The Defense Advanced Research Projects Agency — better known as DARPA, the office that developed the earliest technology undergirding the internet — has hired crypto intelligence firm Inca Digital to conduct the year-long project. The company will develop tools that give the Pentagon a granular view of crypto markets’ inner workings, in part to help authorities crack down on illicit uses of digital assets.
“The program underway here involves mapping out the cryptocurrency universe in some detail,” Mark Flood, a program manager with the agency, said in an interview with The Washington Post. Beyond fighting illicit finance, the office aims to use the data for insights into dynamics shaping traditional financial markets, where detailed information is harder to gather.
The deal is the latest evidence that federal agencies are ramping up efforts to thwart rogue regimes, terrorists and other criminal actors using crypto to fund their operations.
The Treasury Department last month issued its first-ever sanctions against software code to target Tornado Cash, a service that helped North Korean hackers and others launder stolen crypto.

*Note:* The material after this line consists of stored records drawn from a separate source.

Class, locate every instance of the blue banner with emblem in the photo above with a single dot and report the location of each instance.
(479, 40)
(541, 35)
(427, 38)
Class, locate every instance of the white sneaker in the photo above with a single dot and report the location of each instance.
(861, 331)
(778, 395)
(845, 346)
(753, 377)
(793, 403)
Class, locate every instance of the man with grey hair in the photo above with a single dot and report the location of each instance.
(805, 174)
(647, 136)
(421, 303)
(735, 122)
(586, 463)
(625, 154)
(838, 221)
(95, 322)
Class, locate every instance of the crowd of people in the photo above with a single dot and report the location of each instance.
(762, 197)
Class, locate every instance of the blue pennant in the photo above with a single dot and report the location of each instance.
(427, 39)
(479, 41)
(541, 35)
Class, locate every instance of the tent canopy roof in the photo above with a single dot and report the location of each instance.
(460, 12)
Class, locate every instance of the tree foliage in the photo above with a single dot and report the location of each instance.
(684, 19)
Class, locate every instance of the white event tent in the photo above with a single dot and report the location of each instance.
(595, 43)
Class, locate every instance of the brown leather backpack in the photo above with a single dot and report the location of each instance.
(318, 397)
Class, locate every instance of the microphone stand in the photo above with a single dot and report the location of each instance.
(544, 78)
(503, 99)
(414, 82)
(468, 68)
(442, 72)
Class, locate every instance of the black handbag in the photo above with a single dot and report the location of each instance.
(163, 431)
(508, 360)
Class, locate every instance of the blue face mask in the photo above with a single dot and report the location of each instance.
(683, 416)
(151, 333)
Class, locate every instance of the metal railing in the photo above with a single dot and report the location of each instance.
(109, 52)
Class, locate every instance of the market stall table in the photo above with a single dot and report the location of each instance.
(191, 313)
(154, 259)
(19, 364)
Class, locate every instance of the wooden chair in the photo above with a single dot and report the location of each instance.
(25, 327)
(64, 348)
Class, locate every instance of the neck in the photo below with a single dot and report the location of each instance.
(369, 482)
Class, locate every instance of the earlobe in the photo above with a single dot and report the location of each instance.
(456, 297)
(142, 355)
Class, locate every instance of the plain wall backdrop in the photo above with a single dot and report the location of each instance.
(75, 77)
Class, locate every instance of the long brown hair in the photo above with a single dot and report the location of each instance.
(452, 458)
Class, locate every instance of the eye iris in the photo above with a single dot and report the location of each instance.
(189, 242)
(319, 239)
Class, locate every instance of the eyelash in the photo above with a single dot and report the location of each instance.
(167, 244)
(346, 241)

This week, the department issued a request for public input on crypto’s national security and illicit finance risks. Separately, the Justice Department this month announced that it’s launching a national network of 150 prosecutors to coordinate crypto-related investigations and prosecutions.
Flood noted that hackers affiliated with the North Korean government have carried out digital heists netting billions of dollars for the regime’s weapons program. And the Ukrainian government reported Russian attacks on its financial industry just before the invasion this spring.
“We just need to acknowledge that the financial sector may be a component of modern warfare going forward, and anything we can do to reinforce and protect the U.S. financial sector and our allies’ financial sectors is beneficial,” said Flood, a former Treasury official who has researched systemic financial risk.
Still, governments have struggled to police cryptocurrency. The industry’s lack of regulatory guardrails has allowed it to grow into a shadow financial system that sophisticated criminals have found ample opportunities to exploit.
Inca Digital CEO Adam Zarazinski said his firm’s work for DARPA will be “fairly wide-ranging.” Among other goals, the project aims to help the government understand how money flows in and out of blockchain systems, or public ledgers maintained on a distributed network of computers. It’s also intended to distinguish real crypto trading from bot-driven activity and ferret out crypto-based scams.
“There’s a lot of concern about crypto scams right now,” said Zarazinski, an Air Force veteran who also worked in criminal intelligence for Interpol. He said organizers of the schemes are frequently “well-organized, transnational criminal networks, often either backed explicitly by adversarial countries or given tacit approval to do these operations, and billions of dollars are being stolen from Americans and Europeans.”
The project is not DARPA’s first foray into blockchain technology. The agency issued a report in June commissioned from cybersecurity firm Trail of Bits that found blockchains frequently contain vulnerabilities that undermine their security claims. But Flood said the agency’s aim with its latest project is not to track individual crypto users. “DARPA is not engaged in surveillance,” he said.
“I’ll emphasize that we are careful in this research that we do not get involved in personally identifiable information”, he added.